Somehow I missed all the hype about the “flipped” or “inverted” or “reversed” or “backwards” classroom over the past year or two. Just saw an excellent post on some Twitter feed or other (can’t remember which) that brought the whole idea to my attention–discussed below. At first I thought it meant inverting the classroom in the sense of the teacher no longer being the main expert, or the content-deliverer, but the students taking a more active role. Ummm…no. It’s more than that.

There is a truly excellent discussion of this model over at the User Generated Education blog, called “The Flipped Classroom Model: A Full Picture” ( I’m glad this was the first exposure I had to the whole idea, because it really helped me see the “full picture,” or at least the bigger picture, surrounding this new way of handling class time.

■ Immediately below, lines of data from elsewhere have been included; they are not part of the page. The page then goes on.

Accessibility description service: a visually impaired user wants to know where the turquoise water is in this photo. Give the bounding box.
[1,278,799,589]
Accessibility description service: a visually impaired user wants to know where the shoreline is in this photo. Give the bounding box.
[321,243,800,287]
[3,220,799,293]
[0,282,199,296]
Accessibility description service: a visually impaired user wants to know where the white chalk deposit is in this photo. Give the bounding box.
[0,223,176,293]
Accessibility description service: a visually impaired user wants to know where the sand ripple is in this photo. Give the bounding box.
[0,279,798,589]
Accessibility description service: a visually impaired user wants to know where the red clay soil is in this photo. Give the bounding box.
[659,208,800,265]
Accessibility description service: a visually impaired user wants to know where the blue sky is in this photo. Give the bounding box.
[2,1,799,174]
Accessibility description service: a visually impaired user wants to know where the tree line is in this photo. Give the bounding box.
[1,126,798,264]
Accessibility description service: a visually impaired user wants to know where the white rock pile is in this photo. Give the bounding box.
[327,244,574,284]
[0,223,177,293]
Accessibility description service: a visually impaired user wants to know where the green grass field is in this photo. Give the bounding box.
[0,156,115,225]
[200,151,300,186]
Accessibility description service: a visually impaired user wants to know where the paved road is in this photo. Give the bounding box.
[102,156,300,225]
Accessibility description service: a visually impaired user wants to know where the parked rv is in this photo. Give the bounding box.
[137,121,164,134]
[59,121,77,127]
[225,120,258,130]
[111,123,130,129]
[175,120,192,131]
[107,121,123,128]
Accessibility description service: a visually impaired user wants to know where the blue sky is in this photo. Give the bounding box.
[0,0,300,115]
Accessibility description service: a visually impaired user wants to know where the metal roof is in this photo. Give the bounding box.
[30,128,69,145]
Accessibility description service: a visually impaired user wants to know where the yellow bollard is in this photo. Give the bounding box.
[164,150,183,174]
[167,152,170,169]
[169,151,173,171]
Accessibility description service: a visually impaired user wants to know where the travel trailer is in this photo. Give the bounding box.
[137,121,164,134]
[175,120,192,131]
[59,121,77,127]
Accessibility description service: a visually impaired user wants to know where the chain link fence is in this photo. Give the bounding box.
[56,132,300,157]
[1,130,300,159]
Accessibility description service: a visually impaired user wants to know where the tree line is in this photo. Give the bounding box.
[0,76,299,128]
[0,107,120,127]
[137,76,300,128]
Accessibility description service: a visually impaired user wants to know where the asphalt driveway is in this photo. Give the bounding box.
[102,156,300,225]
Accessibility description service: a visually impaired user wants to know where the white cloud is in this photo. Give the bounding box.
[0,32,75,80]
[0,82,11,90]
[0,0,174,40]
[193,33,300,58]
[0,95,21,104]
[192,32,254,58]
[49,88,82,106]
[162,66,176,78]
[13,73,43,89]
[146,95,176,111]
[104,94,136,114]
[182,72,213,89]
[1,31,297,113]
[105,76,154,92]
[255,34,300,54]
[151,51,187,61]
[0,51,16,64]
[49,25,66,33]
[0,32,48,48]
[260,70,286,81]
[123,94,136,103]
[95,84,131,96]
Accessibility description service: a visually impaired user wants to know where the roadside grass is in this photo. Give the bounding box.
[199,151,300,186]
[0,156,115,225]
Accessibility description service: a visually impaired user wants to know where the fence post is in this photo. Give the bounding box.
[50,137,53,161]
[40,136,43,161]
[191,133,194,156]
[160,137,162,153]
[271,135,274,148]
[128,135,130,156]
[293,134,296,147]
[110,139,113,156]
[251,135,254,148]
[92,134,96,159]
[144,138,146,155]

The idea is pretty basic, but as Jackie Gerstein (the author of the User Generated Education blog) points out, it’s too easy to get caught up in its seeming simplicity and miss how the technique could be best put to use in a larger educational model. To invert one’s classroom, one no longer uses class time to deliver content–that is done outside of class time, through things such as recorded video lectures, web resources, texts, etc.–but rather to engage in other sorts of activities that, in some educational contexts, have traditionally been done as homework. For example, one could have students apply knowledge in the form of problem solving, working on case studies, doing experiments, and more.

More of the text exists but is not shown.